杰克知道他不过是烧迷糊了的呓语,根本不是对自己的挽留,可是他还是挪不动脚。
明明门就在三米外的地方半掩着,只要几步,杰克就能走过去,打开门,离开这段记忆。
可是他他妈的就是动不了。
斯蒂文在挽留,在哀求自己陪着他,杰克怎么能把他留在身后就这么离开?
房间晃动得更加厉害,杰克看了看门的方向,又看向斯蒂文。
他的眼泪落下来,可是滴在斯蒂文脸颊上立刻消失得无影无踪。
“别走,求你了……”斯蒂文梦呓着。
“对不起……”杰克跪在他身边低头不停亲吻他。
“别走,杰克……陪着我。”
“对不起,宝贝。”杰克哽咽着说。
“别走……”
“我只有离开你……”杰克最后在他红肿的额头留下一个吻,“我只有离开你,我才能回到你身边。”
他站起来,转身走向那扇门。
“这次的回答?”瘟疫揪着斯蒂文的衣领凑近他的脸问。
“不。”斯蒂文气若游丝地挤出一个单词。
他像一个坏掉的布偶一样被那个和自己拥有同一张脸的怪物揪着半跪在地上。
他已经忘记自己被它丢进过多少次不同的房间里了。
抽打他的母亲,福利院霸凌他的大孩子们,还有那个教授神学的男人……
他不知道门后面是打在自己身上的皮带,还是被摔在地上粉碎的碗碟,还是淋在自己脑袋上的水桶,或者是塞在嘴里和身体里的腥臭的肉块,还有在身上游动的像蛇一样的手。

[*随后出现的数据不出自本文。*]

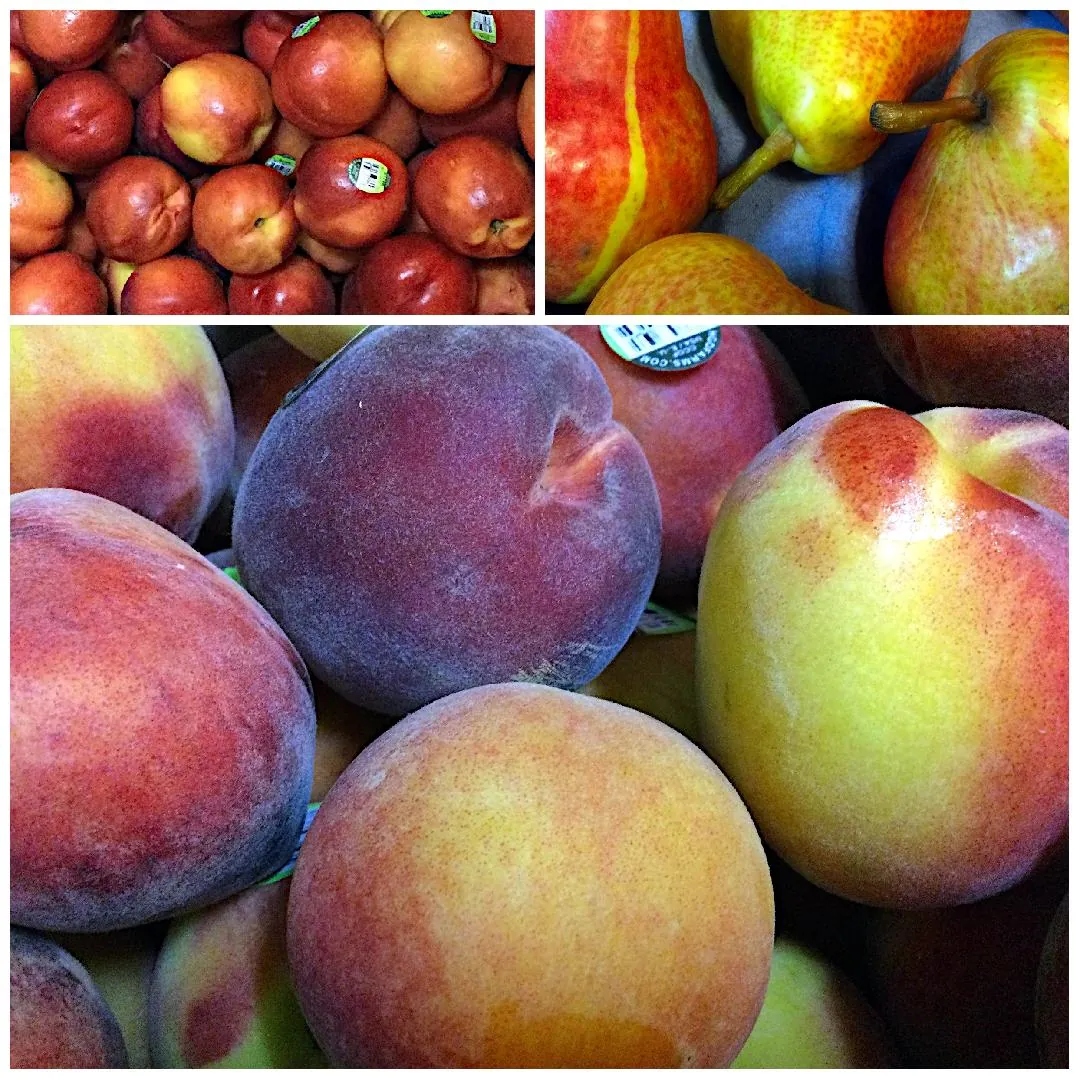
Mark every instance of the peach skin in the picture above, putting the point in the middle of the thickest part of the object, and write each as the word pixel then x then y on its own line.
pixel 882 653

有时候同一个人不同的场景会连续好几次出现,但更多的时候它们则是轮流上演。
可能出现过重复的噩梦,也可能没有,次数太多了,斯蒂文已经开始混乱。
每一次,它把自己拽出来,都会向他要一个答案。
每一次,斯蒂文都说“不”。
因为他很清楚,只要说“不”,他就还有机会离开这里,有机会救出杰克,回到现实,回到马克身边。
“不。”
“不。”
“不。”
“不。”
“不。”
…………
他不能输。
只要屈服,他就再也不是他自己了。
没错,他遇到很多很多恶心的事情,他是个不幸的倒霉蛋,有些孩子遭遇过怪兽的浩劫仍还能拥有父母,更多的孩子有一个温柔的不会病发就殴打他们的母亲,他们充满自信,不会被欺负,不会成为恋童癖的目标……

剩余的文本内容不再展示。